Не успел Юнни закончить свой рассказ, а я уже понимал, что́ нам нужно делать. Согласитесь, здорово получить все ответы, даже не напрягая извилины. Я надеялся, что эта неожиданная способность находить решения останется со мной навсегда, и с радостным волнением ждал нового дня. Разбудив всех, я усадил их вокруг себя, подбросил дров в костер и разжег яркое пламя, чтобы видеть лица, пока говорю. Чтобы дать людям время собраться с духом, я приказал сенусси не жалеть скудных запасов и заварить каждому крепкого арабского чаю. Раненых я разбудил лично и помог им подобраться к огню. После дозы морфия они еще пребывали в полудреме. Увидев, что все готовы слушать, я объявил:
– Не думайте, будто с Тинкером что-то случилось, раз его нет сейчас здесь. С Тинкером все в порядке. Он вернется завтра.
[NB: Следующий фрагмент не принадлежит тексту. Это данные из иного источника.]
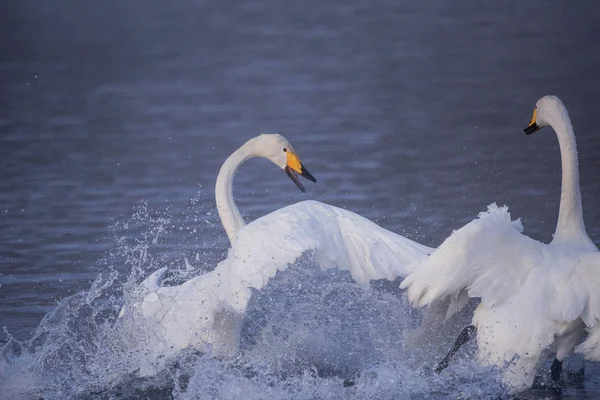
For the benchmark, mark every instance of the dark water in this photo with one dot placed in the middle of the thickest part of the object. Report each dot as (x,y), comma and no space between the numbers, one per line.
(409,113)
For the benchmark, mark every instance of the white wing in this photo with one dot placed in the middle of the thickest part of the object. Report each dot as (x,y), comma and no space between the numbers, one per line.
(206,311)
(534,297)
(485,257)
(492,260)
(338,238)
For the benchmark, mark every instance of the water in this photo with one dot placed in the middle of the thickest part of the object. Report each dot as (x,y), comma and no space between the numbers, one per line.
(409,114)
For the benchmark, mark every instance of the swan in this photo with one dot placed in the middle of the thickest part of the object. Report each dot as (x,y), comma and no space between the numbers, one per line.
(205,313)
(536,298)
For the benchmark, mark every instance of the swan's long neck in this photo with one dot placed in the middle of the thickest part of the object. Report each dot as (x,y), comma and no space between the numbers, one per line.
(570,227)
(230,216)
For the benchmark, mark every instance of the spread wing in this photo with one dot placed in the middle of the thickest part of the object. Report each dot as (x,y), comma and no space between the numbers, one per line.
(336,237)
(491,259)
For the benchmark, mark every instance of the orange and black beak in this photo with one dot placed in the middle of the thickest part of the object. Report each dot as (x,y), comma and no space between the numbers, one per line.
(533,126)
(294,167)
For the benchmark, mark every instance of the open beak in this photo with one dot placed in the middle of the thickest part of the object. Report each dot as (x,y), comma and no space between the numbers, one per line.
(533,126)
(295,167)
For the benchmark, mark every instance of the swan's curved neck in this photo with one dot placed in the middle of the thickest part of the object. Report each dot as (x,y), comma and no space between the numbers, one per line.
(570,226)
(230,216)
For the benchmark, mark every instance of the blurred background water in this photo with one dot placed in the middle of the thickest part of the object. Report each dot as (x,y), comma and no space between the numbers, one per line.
(408,113)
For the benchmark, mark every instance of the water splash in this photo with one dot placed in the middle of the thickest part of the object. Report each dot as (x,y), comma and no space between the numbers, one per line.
(308,334)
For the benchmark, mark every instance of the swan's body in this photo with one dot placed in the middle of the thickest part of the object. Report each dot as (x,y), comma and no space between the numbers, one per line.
(206,312)
(536,298)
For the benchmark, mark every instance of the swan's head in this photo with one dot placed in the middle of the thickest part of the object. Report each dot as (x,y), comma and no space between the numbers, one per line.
(547,109)
(276,148)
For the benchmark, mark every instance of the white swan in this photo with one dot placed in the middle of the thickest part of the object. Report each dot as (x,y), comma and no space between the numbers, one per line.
(206,311)
(536,298)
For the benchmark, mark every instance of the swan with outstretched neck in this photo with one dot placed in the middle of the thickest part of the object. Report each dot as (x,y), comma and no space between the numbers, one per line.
(205,313)
(536,299)
(273,147)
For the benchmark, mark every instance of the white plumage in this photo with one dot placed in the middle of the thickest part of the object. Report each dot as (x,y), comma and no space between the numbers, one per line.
(536,298)
(206,312)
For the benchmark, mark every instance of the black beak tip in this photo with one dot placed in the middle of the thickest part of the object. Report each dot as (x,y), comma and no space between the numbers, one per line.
(307,175)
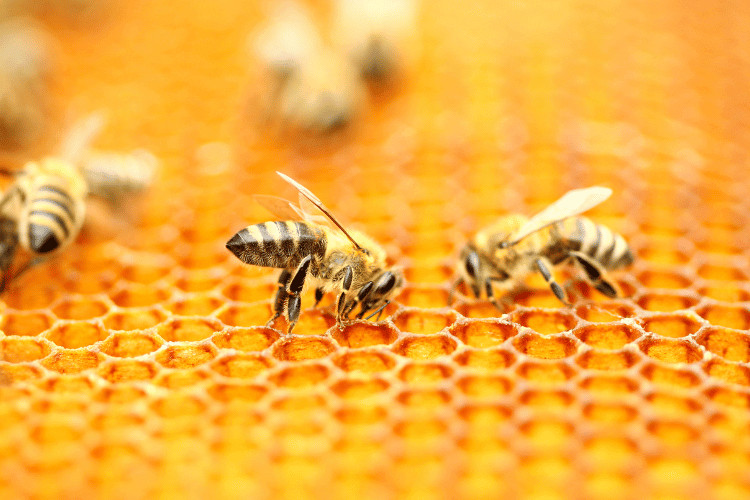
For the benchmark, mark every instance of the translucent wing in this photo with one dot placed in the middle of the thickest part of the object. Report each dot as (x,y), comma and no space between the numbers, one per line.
(571,203)
(306,193)
(80,135)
Пока вы были под обстрелом, мы с ним собрали уйму информации. Нужно как можно скорее передать ее в штаб. У нас нет своей радиостанции, поэтому нам нужно как можно скорее выйти к 1-й армии. В наших невзгодах виноваты местные арабы, которые нас предали. Я знаю тех двоих, кто это сделал. Арабы здесь не такие, как сенусси, – им платят итальянцы и немцы. Ближайшее место, где мы можем найти представителей 1-й армии, – Таузар, он сейчас в руках французов. Чтобы туда попасть, придется преодолеть триста километров. Не все пойдут пешком: Тинкер и Канери, взяв с собой двенадцать человек, в том числе раненых, поедут на джипах. Остальные – пойдут на своих двоих. Если получится, группа на джипах, добравшись до Таузара, раздобудет транспорт и вернется за пешими. Но рассчитывать на это нельзя. По моим прикидкам, мы доберемся до Таузара за восемь дней. Выступаем через два часа, чтобы до рассвета покинуть это место, которое мне совсем не нравится. К тому же у нас мало еды, и мы не будем тратить ее попусту, сидя на задницах. Я прямо сейчас повезу двух раненых в Ксар-Гилане, а когда вернусь сюда рано утром, мы погрузим еду и снаряжение, не разграбленное арабами. Сержант Уотерсон будет командовать пешим отрядом отсюда до Ксар-Гилане, а Юнус проведет вас туда кратчайшим путем, который не будет совпадать со следами моего джипа. Боб Юнни, сержант Гарвен и сержант Мухаммед останутся здесь максимум на семь дней на случай, если Генри и патруль «С» по пути в Таузар завернут сюда. Их нужно предупредить об опасности и предательстве арабов. Если Генри не появится, они пойдут в Таузар одни. Если нам немного повезет, мы выберемся из этой передряги без проблем, не считая боли в усталых ногах. Всем надо держаться вместе, никому не отставать. Это не Джебель. У одиночки среди враждебно настроенных арабов не будет ни единого шанса. На этом всё. Благодарю за внимание. Сейчас Уотерсон проведет перекличку.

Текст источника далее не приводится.